Peloton’s founder could take a loss on his $55 million Hamptons mansion just months after buying it
It’s been a year of news ranging from bad to worse for Peloton founder John Foley.
Just weeks after stepping down as CEO, he’s reportedly listing his sprawling $55 million East Hampton home, just months after shelling out for it, the New York Post’s Jennifer Gould reported.
While it’s not clear how much the home is quietly being shopped for, Gould reported, it would be a loss for Foley and his wife just months after they closed on the mansion.
The four-acre oceanfront home was one of the biggest sales of the year in the ultrawealthy neighborhood of Long Island, N.Y.’s east end. Foley and his wife offered $2.5 million over the initial asking price in December.
Peloton, the at-home exercise equipment company Foley founded in 2012, was one of the biggest casualties of the stock correction this January that edged into bear market territory. It turns out people are going back to gyms, and Peloton’s stock is down almost 80% from its December 2020 peak.
Last month, Foley, 51, officially stepped down as CEO of the company and moved into a new role as executive chairman, passing on the CEO title to former Spotify and Netflix CFO Barry McCarthy.
Foley stepped down after months of bad press—including a recall of Peloton treadmills, layoffs for 20% of its workforce, and a failed celebrity partnership with Chris Noth, the Sex and the City actor who was accused of sexual assault by multiple women. The Noth ad was itself an attempt to counter a brutal depiction of his character suffering a fatal accident while working out from home on a Peloton in a recent episode on HBO Max.
It all has contributed to Peloton’s consistent post-lockdown financial woes.

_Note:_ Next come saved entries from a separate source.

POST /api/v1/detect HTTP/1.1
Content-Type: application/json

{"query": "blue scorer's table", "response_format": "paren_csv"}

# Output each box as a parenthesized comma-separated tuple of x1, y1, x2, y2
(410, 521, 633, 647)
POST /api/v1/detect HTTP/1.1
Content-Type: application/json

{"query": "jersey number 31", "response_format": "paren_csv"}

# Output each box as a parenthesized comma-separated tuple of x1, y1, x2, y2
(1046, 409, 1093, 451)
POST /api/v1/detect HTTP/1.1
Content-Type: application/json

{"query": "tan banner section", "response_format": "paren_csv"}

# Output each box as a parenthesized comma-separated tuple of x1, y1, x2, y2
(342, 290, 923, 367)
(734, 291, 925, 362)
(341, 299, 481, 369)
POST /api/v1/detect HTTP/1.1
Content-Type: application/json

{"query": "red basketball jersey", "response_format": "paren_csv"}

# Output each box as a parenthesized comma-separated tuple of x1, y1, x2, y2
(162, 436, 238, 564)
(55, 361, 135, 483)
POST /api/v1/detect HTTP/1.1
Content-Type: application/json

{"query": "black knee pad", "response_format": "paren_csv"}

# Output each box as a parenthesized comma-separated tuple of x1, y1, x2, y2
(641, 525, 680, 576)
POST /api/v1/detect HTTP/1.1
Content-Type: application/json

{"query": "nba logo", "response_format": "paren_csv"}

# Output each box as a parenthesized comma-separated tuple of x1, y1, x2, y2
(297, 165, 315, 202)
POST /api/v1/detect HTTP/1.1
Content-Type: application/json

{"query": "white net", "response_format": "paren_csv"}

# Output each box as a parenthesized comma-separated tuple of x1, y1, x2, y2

In its most recent quarter, the company reported a $439 million loss and abandoned plans to build its own manufacturing plant in Ohio.
Earlier this week, it was revealed in regulatory filings that Foley had sold almost 2 million shares in Peloton, worth roughly $50 million, to billionaire Michael Dell’s firm, MSD Partners, according to a regulatory filing.
“This decision to exercise some stock options and sell those underlying shares in a private sale to MSD Partners was John’s decision, based on his own financial planning,” Peloton said in a statement yesterday.
Reports last month suggest Peloton is attracting interest from several high-profile potential buyers, including Amazon and Nike, though any talk of acquisition is purely speculative at this point.
Neither Foley nor Peloton immediately responded to Fortune’s request for comment.